Load RAD data and filter obvious paralogs
- Removing some obvious paralogs
- Remove monomorphic sites, if any
Summarise missing data
Perform PCA using SNPRelate via genoscapeRtools
- Color those points according to collection location
Calculate \(F_\mathrm{ST}\) between clusters / collection locations
Running Time
Session Info

library(tidyverse)
library(genoscapeRtools)
library(SNPRelate)
library(whoa)

dir.create("outputs/001", recursive = TRUE, showWarnings = FALSE)

Load RAD data and filter obvious paralogs

rad <- read_rds(file = "data/rad_wifl_clean_175_105000.rds")

# number of individuals and SNPs in this matrix:
dim(rad)

## [1]    175 105000

Removing some obvious paralogs

First, get the collection locations so we can grab all the INW birds, which we largely expect to be in HWE proportions.

meta_full <- read_csv("data/appendices/app1-SITable1_Breed_IndvAssigwgenos.csv")

inw_ids <- meta_full %>%
  filter(repunit == "INW", geno_method == "RAD") %>%
  pull(Field_Number)

inw_rad <- rad[inw_ids, ]

Then compute expected vs observed genotype freqs in one of the large populations and plot those.

geno_freqs <- whoa::exp_and_obs_geno_freqs(d012 = t(inw_rad))

# now plot them, but don't jitter them at all
g <- ggplot(geno_freqs, aes(x = p_exp, y = p_obs, colour = geno)) +
  geom_point(alpha = 0.1) +
  facet_wrap(~ geno, nrow = 1) +
  geom_polygon(data = geno_freq_boundaries(), fill = NA, linetype = "dashed", colour = "black") +
  geom_abline(slope = 1, intercept = 0, linetype = "solid")
g

The obvious paralogs fall along the bottom boundary (dotted line).

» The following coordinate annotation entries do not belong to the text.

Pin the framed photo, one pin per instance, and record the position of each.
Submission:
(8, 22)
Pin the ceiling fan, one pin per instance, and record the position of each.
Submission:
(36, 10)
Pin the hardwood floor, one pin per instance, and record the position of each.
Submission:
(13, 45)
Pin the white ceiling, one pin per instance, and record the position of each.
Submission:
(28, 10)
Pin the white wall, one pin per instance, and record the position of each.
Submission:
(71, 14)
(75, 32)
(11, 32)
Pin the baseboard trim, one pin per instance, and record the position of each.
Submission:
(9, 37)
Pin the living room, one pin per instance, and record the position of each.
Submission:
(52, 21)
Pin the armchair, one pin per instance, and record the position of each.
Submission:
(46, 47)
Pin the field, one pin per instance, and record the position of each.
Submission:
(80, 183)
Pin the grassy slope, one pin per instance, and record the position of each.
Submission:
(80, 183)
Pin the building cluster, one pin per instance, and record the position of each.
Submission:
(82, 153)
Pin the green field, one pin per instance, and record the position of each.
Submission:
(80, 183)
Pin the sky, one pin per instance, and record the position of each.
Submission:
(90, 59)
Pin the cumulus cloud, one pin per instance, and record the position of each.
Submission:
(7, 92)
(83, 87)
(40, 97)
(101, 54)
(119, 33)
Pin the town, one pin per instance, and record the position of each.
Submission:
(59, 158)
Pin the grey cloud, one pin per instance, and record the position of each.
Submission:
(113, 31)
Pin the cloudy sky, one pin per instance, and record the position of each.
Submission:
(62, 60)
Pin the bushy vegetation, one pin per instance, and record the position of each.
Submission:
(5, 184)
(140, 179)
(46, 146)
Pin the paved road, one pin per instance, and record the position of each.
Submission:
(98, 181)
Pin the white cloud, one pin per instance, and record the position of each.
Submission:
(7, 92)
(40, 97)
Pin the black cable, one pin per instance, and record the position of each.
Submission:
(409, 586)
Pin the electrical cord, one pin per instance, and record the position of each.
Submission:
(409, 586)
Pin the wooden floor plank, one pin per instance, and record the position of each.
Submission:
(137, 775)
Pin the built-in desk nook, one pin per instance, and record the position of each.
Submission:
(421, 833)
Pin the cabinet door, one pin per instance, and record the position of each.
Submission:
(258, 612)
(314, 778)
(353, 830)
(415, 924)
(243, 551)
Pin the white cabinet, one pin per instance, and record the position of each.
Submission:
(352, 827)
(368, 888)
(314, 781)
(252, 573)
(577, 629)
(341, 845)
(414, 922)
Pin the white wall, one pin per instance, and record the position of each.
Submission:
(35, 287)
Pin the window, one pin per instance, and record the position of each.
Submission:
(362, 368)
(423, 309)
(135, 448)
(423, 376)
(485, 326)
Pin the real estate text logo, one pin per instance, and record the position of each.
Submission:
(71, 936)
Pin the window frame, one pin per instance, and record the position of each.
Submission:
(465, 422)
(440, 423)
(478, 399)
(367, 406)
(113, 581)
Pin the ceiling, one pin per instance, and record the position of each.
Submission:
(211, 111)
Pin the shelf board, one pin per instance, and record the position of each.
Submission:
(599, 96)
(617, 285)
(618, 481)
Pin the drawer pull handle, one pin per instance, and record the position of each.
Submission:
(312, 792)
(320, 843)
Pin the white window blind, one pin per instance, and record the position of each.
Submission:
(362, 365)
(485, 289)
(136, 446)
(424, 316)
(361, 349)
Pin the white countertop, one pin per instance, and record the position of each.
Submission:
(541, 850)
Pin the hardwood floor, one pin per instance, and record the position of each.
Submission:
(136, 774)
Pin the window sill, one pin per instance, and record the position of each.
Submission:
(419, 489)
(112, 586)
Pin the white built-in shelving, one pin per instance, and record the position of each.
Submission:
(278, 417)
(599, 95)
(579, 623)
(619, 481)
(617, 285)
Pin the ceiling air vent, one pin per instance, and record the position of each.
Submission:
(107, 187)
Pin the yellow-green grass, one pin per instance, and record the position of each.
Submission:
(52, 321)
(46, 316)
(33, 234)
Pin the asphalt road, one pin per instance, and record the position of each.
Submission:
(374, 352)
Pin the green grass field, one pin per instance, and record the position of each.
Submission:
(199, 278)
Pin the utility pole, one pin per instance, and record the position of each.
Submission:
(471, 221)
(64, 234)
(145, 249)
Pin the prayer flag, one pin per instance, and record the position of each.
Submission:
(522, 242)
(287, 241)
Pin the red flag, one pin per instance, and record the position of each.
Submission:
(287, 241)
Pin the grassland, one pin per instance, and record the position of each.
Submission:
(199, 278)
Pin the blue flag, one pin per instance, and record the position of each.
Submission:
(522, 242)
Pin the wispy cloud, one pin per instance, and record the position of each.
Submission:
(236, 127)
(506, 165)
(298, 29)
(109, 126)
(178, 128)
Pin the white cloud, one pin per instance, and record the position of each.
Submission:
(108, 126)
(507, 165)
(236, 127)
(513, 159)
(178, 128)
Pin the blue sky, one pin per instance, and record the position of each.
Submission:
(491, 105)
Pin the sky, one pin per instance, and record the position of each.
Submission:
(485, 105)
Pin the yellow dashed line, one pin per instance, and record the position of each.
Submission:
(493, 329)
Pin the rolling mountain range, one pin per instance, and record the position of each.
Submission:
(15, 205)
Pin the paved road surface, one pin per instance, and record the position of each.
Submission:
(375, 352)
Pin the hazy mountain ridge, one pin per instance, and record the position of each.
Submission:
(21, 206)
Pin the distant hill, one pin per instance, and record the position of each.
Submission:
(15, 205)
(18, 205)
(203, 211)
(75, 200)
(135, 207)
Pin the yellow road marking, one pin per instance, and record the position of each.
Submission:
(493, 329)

Those are paralogs that are fixed for different alleles, or one which is fixed and the other segregating for variation. We can roughly pick them out like this:

likely_paralogs <- geno_freqs %>%
  group_by(snp) %>%
  mutate(is_likely_paralog = {
    ret <- FALSE
    if (
      ((p_exp[1] > 0.125 & p_exp[1] < 0.3) & p_obs[1] < 0.02) |     # the 0  homozygote geno category
      ((p_exp[3] > 0.125 & p_exp[3] < 0.3) & p_obs[3] < 0.02) |     # the 1 homozygote geno category
      ((p_exp[3] > 0.21 & p_exp[3] < 0.3) & p_obs[3] < 0.06)        # the extra blip of the 1 homozygote category
    ) {
      ret <- TRUE
    }
    ret
  }) %>%
  filter(is_likely_paralog) %>%
  ungroup()

Let's plot them in black to see them on the original plot:

g + geom_point(
    data = likely_paralogs,
    colour = "black"
  )

Get the ids of those likely paralogs:

paralog_ids <- unique(likely_paralogs$snp)

# how many are there?
length(paralog_ids)

## [1] 289

Remove those likely paralogs from the data set:

rad2 <- rad[, setdiff(colnames(rad), paralog_ids)]

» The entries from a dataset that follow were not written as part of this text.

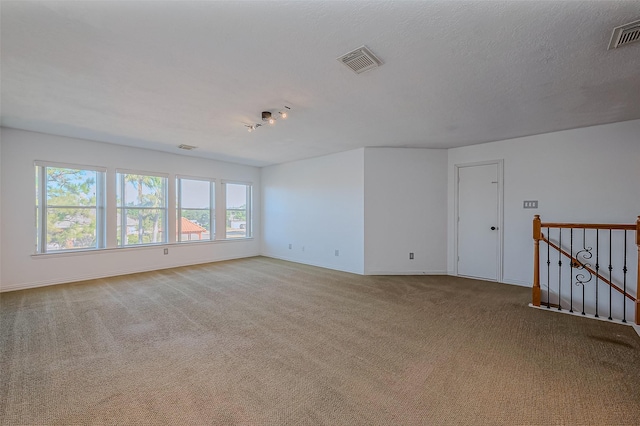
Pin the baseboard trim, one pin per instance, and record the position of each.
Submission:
(387, 272)
(45, 283)
(334, 268)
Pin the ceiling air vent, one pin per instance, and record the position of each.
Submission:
(625, 34)
(360, 60)
(187, 147)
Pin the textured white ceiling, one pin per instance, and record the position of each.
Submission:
(158, 74)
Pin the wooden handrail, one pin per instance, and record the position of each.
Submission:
(615, 226)
(538, 236)
(537, 293)
(576, 261)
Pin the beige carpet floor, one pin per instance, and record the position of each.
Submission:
(265, 342)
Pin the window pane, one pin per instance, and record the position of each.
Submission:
(195, 194)
(71, 187)
(142, 190)
(143, 226)
(237, 214)
(236, 223)
(71, 228)
(236, 196)
(195, 225)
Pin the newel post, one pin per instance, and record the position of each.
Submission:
(537, 236)
(638, 281)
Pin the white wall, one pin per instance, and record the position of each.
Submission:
(19, 269)
(1, 196)
(584, 175)
(317, 206)
(405, 211)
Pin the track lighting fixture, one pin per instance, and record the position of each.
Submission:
(269, 118)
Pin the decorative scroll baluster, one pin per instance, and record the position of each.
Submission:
(638, 272)
(548, 274)
(571, 270)
(583, 270)
(624, 281)
(560, 272)
(610, 269)
(597, 266)
(584, 246)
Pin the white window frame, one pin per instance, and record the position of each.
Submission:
(179, 208)
(41, 206)
(121, 209)
(249, 208)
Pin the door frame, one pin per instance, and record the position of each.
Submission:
(499, 251)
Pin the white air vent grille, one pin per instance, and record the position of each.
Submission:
(625, 34)
(360, 60)
(187, 147)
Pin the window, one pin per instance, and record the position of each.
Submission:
(195, 209)
(69, 207)
(238, 210)
(141, 208)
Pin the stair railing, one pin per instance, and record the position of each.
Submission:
(611, 241)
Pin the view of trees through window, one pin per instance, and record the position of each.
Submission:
(67, 208)
(196, 214)
(238, 197)
(141, 201)
(71, 208)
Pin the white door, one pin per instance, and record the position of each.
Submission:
(478, 233)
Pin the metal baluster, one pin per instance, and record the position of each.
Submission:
(560, 271)
(610, 269)
(584, 244)
(624, 281)
(571, 270)
(597, 266)
(548, 271)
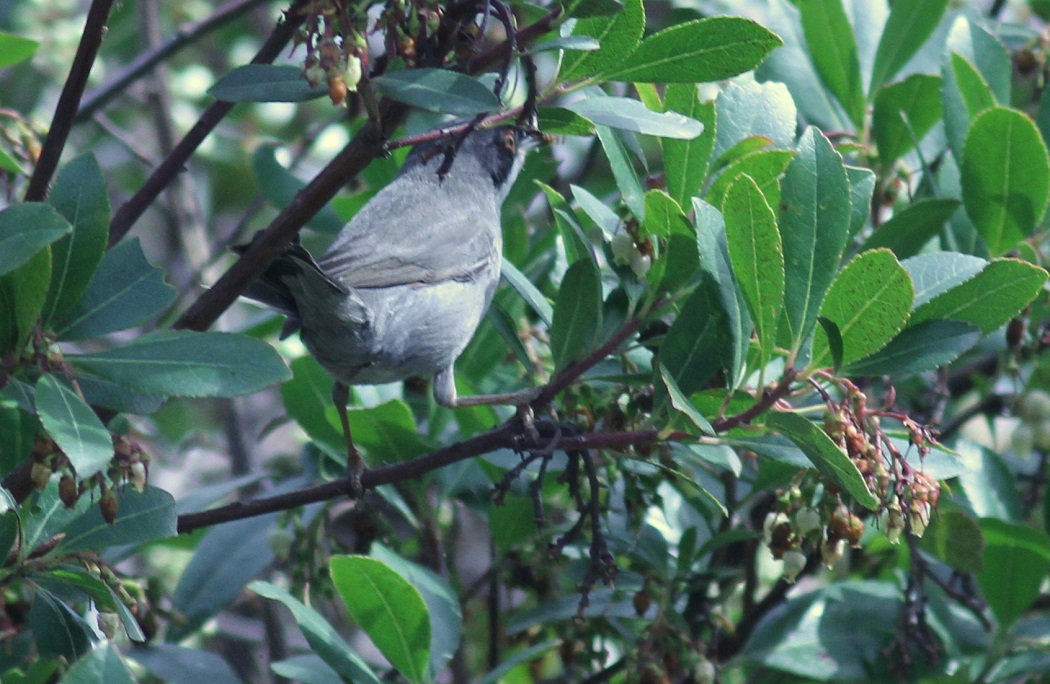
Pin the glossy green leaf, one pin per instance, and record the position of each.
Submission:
(141, 517)
(102, 665)
(964, 95)
(617, 34)
(861, 189)
(188, 364)
(627, 113)
(126, 291)
(764, 167)
(1015, 564)
(906, 29)
(623, 171)
(903, 113)
(321, 637)
(57, 629)
(24, 230)
(686, 161)
(756, 253)
(706, 49)
(578, 313)
(532, 296)
(833, 49)
(922, 347)
(279, 187)
(442, 604)
(869, 302)
(937, 272)
(74, 427)
(990, 298)
(908, 230)
(815, 225)
(16, 48)
(957, 539)
(681, 403)
(562, 122)
(439, 90)
(265, 83)
(825, 455)
(694, 348)
(387, 608)
(748, 108)
(1006, 177)
(80, 195)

Remove monomorphic sites, if any

Any sites with a frequency of 0 or 1 should be tossed. Let's compute the allele frequencies and find any such sites:

rad2NA <- rad2
rad2NA[rad2 == -1] <- NA
freqs <- colMeans(rad2NA, na.rm = TRUE)
monomorph <- freqs[near(freqs, 0) | near(freqs, 1)]
monomorph_ids <- names(monomorph)

# how many alleles are monomorphic
length(monomorph_ids)

## [1] 85

So, finally retain only the non-monomorphic ones:

rad3 <- rad2[, setdiff(colnames(rad2), monomorph_ids)]

# how many?
dim(rad3)

## [1]    175 104626

Summarise missing data

Missing fraction missing data in each individual:

miss_fract_within_indivs <- rowMeans(rad3 == -1)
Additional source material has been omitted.